Although Woodward’s point may seem complicated, it is in fact quite simple. His point is simply that reliability is a matter of error rates. This is because the probability that an inference method would support a hypothesis when the hypothesis is true is just the complement of the probability of a false negative: it is the probability of not rejecting a hypothesis when the hypothesis is true (a true negative). Similarly, the probability that an inference method would not support a hypothesis when the hypothesis is false is the complement of the probability of a false positive: it is the probability of rejecting a hypothesis when the hypothesis is false (a true positive). These probabilities are the true positive rate (sensitivity) and the true negative rate (specificity), which are the accuracy rates of the inference method (see Fig. 1). This is to say that Woodward takes a method to be reliable if it has high accuracy rates or, equivalently, low error rates. Woodward’s counterfactual account is therefore equivalent to understanding reliability in terms of low error rates.
Bovens and Hartmann (2004) defend a similar view in the context of data generation. In particular, they take reliability to measure the probability that a source produces data consistent with a hypothesis given that the hypothesis is true in comparison to the probability that the source produces the same data when the hypothesis is false. More formally, reliability is given by \(r=1-\frac{q}{p}\), where p is the probability of data consistent with the hypothesis given that the hypothesis is true and q is the probability of generating data consistent with a hypothesis given that the hypothesis is false (with \(0<p,q<1\)). A source is maximally unreliable when \(p=q\) so that it produces data consistent with a hypothesis with the same probability whether or not the hypothesis is true (in this case, \(r=0\)); a source is maximally reliable when \(p=1\) and \(q=0\) so that it always produces data consistent with a hypothesis when the hypothesis is true and never when the hypothesis is false (in this case, \(r=1\)). So r ranges between zero when reliability is low and unity when reliability is high. This is to say that a source is reliable in producing data to the extent that the error rate (q) is comparatively low—see also Merdes et al. (2021) for a recent discussion. Understanding reliability in terms of error is thus in philosophical discussions about data production and data analysis.Footnote 4
Error rates certainly capture a central feature of reliability. The reliability of an inference method should be proportional to its error rates. But some qualifications are in order. First, an inference method may be reliable against some background conditions and yet unreliable against others. Similarly, a method may be reliable only if applied to data of sufficiently high quality, or data of a certain sort. For example, an inference method may be reliable when applied to a sufficiently large amount of vocabulary data but unreliable when supplied with a dataset that is too small. Or the method may be reliable if applied, say, to lexical data or slow-changing words but unreliable when applied to phonological data or fast-changing words. The reliability of an inference method therefore depends on its error rates across a range of background conditions.

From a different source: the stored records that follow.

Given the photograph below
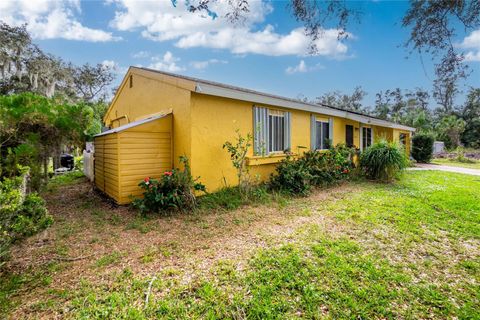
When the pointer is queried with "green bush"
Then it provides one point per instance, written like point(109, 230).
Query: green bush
point(230, 198)
point(315, 168)
point(292, 176)
point(174, 190)
point(383, 160)
point(19, 217)
point(422, 147)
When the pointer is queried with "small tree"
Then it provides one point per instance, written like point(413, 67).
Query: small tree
point(450, 129)
point(238, 154)
point(422, 147)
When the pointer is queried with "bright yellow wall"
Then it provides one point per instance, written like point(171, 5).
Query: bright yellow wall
point(396, 137)
point(106, 164)
point(214, 121)
point(144, 151)
point(201, 124)
point(152, 93)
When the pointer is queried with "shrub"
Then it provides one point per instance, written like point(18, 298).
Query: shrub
point(231, 198)
point(383, 160)
point(174, 190)
point(19, 216)
point(238, 155)
point(422, 147)
point(315, 168)
point(292, 177)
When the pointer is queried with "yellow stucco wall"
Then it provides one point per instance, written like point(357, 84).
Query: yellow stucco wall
point(214, 121)
point(201, 124)
point(144, 151)
point(152, 93)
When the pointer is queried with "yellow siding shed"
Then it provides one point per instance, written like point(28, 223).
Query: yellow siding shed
point(124, 156)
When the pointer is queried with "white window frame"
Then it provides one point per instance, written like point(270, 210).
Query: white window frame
point(262, 131)
point(276, 124)
point(322, 138)
point(362, 140)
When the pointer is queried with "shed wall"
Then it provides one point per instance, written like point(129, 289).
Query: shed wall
point(144, 151)
point(106, 165)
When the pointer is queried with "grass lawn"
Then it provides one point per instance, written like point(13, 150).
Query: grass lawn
point(455, 163)
point(360, 250)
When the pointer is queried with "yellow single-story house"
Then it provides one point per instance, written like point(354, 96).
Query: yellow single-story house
point(156, 117)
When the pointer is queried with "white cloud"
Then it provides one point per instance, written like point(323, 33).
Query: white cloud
point(200, 65)
point(50, 19)
point(167, 62)
point(472, 43)
point(302, 68)
point(141, 55)
point(161, 21)
point(114, 66)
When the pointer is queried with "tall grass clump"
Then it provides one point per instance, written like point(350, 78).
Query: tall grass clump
point(383, 160)
point(422, 147)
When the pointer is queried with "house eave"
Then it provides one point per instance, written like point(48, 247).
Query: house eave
point(213, 90)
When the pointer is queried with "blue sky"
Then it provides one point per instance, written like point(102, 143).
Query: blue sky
point(267, 52)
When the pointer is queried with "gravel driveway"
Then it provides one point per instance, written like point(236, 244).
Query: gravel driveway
point(428, 166)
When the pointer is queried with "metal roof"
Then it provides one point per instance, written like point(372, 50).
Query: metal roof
point(132, 124)
point(229, 91)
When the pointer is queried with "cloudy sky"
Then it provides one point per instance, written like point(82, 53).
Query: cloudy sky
point(267, 52)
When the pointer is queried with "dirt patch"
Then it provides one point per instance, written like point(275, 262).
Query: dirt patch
point(91, 239)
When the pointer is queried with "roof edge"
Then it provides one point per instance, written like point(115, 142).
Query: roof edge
point(132, 124)
point(227, 91)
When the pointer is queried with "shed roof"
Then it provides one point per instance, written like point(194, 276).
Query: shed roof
point(132, 124)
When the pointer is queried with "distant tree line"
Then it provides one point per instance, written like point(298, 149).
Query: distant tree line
point(455, 125)
point(46, 105)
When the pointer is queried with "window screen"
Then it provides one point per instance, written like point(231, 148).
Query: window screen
point(276, 134)
point(322, 131)
point(367, 137)
point(349, 135)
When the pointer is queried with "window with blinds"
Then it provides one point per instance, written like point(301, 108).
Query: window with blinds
point(366, 137)
point(403, 139)
point(276, 133)
point(322, 135)
point(349, 135)
point(271, 130)
point(321, 132)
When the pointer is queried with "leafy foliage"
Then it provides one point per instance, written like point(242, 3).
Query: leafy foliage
point(174, 190)
point(422, 147)
point(34, 127)
point(238, 155)
point(20, 215)
point(315, 168)
point(383, 160)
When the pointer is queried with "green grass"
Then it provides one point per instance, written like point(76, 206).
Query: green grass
point(454, 163)
point(407, 250)
point(320, 276)
point(109, 259)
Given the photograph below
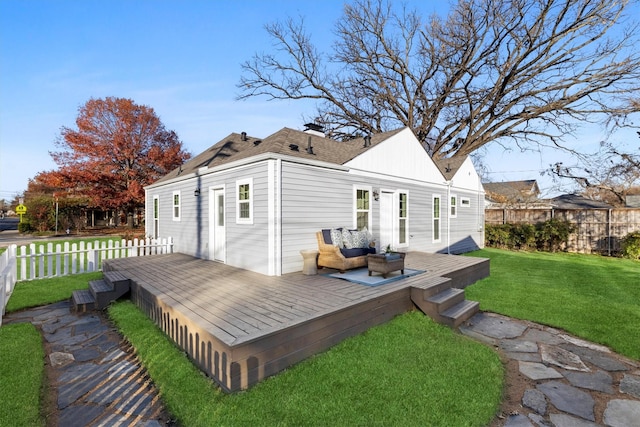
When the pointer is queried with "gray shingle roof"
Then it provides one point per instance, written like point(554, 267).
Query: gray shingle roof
point(285, 141)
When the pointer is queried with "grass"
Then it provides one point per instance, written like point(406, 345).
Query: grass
point(593, 297)
point(408, 371)
point(21, 373)
point(39, 292)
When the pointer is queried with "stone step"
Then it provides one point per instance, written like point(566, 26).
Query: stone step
point(83, 301)
point(460, 313)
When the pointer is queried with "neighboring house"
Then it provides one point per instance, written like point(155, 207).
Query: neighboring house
point(256, 203)
point(512, 193)
point(575, 201)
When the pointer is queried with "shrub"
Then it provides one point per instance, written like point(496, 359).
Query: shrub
point(552, 234)
point(631, 245)
point(24, 227)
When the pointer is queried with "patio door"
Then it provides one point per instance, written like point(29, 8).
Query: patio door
point(386, 220)
point(217, 239)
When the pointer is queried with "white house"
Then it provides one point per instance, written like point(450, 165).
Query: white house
point(256, 203)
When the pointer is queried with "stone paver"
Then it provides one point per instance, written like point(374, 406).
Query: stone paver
point(97, 379)
point(566, 375)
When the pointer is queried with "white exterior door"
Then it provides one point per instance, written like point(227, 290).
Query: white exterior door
point(386, 220)
point(217, 239)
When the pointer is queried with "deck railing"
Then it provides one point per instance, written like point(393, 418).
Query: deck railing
point(45, 260)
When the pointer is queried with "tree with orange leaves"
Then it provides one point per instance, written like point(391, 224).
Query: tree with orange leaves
point(118, 148)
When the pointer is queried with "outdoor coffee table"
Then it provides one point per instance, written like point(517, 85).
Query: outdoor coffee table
point(386, 263)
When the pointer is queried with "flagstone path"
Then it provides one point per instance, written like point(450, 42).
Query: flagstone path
point(554, 379)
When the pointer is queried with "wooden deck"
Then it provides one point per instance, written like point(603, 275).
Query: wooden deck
point(240, 327)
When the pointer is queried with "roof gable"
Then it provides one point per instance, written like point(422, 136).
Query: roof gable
point(399, 155)
point(238, 146)
point(461, 172)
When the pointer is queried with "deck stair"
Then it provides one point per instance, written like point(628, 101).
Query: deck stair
point(442, 302)
point(101, 292)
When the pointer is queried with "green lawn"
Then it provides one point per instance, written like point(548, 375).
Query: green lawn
point(410, 371)
point(596, 298)
point(39, 292)
point(21, 375)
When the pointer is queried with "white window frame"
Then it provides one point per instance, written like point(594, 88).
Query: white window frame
point(400, 219)
point(453, 206)
point(436, 222)
point(176, 207)
point(356, 210)
point(249, 201)
point(155, 215)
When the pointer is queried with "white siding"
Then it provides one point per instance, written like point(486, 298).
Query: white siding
point(246, 243)
point(400, 156)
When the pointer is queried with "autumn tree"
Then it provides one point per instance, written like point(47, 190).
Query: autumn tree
point(517, 72)
point(118, 148)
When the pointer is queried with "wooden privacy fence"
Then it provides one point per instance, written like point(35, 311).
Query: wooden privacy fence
point(44, 260)
point(597, 230)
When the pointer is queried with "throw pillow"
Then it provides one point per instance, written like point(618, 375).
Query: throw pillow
point(360, 239)
point(336, 237)
point(347, 239)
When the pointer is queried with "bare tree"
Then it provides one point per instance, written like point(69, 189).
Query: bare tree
point(609, 175)
point(518, 72)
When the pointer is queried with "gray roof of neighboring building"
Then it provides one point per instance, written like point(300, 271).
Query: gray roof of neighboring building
point(575, 201)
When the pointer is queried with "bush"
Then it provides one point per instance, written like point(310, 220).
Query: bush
point(631, 245)
point(24, 227)
point(546, 236)
point(552, 234)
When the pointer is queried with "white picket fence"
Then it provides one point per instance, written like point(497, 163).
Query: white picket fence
point(44, 260)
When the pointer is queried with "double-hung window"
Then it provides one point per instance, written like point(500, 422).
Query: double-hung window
point(176, 205)
point(403, 219)
point(244, 201)
point(453, 207)
point(436, 218)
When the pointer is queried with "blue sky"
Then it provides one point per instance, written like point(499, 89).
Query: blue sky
point(180, 57)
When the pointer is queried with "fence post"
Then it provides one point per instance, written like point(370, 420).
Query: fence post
point(91, 258)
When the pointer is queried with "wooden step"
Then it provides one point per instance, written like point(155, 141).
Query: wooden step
point(460, 313)
point(83, 301)
point(102, 292)
point(446, 299)
point(119, 281)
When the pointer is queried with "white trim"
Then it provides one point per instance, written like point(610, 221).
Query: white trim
point(433, 219)
point(397, 218)
point(453, 207)
point(275, 217)
point(213, 217)
point(369, 211)
point(248, 162)
point(174, 206)
point(249, 201)
point(155, 212)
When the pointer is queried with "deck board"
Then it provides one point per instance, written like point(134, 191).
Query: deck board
point(241, 326)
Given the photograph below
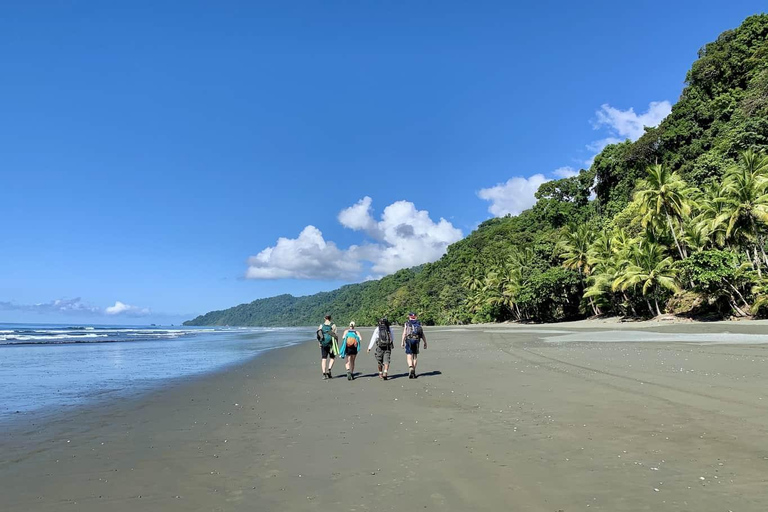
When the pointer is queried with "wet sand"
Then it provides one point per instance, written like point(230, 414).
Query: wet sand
point(501, 418)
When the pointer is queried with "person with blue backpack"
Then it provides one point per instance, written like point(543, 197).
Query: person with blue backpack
point(326, 336)
point(350, 345)
point(413, 335)
point(383, 338)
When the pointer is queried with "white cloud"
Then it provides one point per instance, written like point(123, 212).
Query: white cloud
point(120, 308)
point(309, 256)
point(75, 306)
point(404, 237)
point(565, 172)
point(358, 216)
point(629, 125)
point(514, 196)
point(625, 124)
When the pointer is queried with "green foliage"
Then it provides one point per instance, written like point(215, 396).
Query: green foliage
point(680, 217)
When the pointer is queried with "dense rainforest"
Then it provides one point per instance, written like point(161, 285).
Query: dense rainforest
point(674, 222)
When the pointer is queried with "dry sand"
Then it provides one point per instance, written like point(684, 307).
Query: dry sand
point(500, 419)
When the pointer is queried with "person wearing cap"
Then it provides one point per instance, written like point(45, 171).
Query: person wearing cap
point(350, 345)
point(327, 331)
point(413, 335)
point(383, 338)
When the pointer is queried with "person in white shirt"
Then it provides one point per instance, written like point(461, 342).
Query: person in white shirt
point(382, 339)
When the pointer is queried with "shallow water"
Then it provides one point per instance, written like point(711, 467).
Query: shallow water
point(47, 369)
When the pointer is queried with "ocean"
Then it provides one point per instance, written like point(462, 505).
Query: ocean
point(47, 369)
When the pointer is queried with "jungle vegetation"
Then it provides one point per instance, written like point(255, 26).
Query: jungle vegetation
point(675, 222)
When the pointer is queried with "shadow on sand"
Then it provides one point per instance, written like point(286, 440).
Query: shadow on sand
point(391, 377)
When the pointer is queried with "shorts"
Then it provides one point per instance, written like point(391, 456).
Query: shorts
point(383, 355)
point(327, 351)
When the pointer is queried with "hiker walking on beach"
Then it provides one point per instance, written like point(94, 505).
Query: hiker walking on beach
point(326, 335)
point(350, 345)
point(383, 338)
point(413, 334)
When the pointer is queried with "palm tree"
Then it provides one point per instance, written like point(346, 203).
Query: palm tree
point(712, 217)
point(746, 204)
point(574, 250)
point(473, 278)
point(502, 286)
point(651, 268)
point(663, 192)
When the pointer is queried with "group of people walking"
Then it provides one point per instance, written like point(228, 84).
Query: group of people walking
point(382, 341)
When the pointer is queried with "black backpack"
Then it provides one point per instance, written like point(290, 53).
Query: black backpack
point(385, 338)
point(414, 330)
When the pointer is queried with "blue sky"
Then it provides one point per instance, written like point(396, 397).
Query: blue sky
point(152, 154)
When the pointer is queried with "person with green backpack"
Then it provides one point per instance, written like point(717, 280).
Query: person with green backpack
point(350, 345)
point(383, 338)
point(326, 337)
point(413, 335)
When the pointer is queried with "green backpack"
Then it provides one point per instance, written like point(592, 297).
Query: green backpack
point(327, 334)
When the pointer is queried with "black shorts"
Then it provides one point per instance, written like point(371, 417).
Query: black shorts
point(383, 355)
point(327, 351)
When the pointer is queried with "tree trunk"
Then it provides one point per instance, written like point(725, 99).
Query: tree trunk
point(737, 308)
point(736, 290)
point(630, 303)
point(674, 235)
point(756, 261)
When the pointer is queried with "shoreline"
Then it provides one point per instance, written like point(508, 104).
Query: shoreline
point(497, 420)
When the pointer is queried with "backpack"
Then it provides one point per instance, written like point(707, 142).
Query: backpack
point(327, 333)
point(414, 330)
point(352, 339)
point(385, 338)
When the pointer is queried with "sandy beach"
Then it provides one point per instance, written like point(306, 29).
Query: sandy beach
point(564, 417)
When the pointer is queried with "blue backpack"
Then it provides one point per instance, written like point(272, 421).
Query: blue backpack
point(327, 332)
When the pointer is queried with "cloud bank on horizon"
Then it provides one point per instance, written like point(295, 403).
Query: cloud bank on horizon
point(77, 306)
point(517, 194)
point(403, 237)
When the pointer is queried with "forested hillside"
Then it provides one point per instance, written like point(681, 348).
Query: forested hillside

Second, an inference method may select a hypothesis that is more or less precise than the hypothesis selected by some other method. When this occurs, both methods may differ in reliability even if they exhibit the same error rates or the same error rates across the same range of conditions. For example, an inference method may fail to identify that some languages are related at all. A second method may correctly infer that the languages are related but fail to recover how related they actually are. A third method may not only infer that the languages are related, but also correctly recover a high degree of relatedness among them. The first method should count as less reliable than the other two, whereas the third method is presumably more reliable than the first and the second. If this is right, then precision also matters when it comes to determining the reliability of inference methods. The reliability of an inference method should therefore be a function of how precise the hypotheses are that the method supports.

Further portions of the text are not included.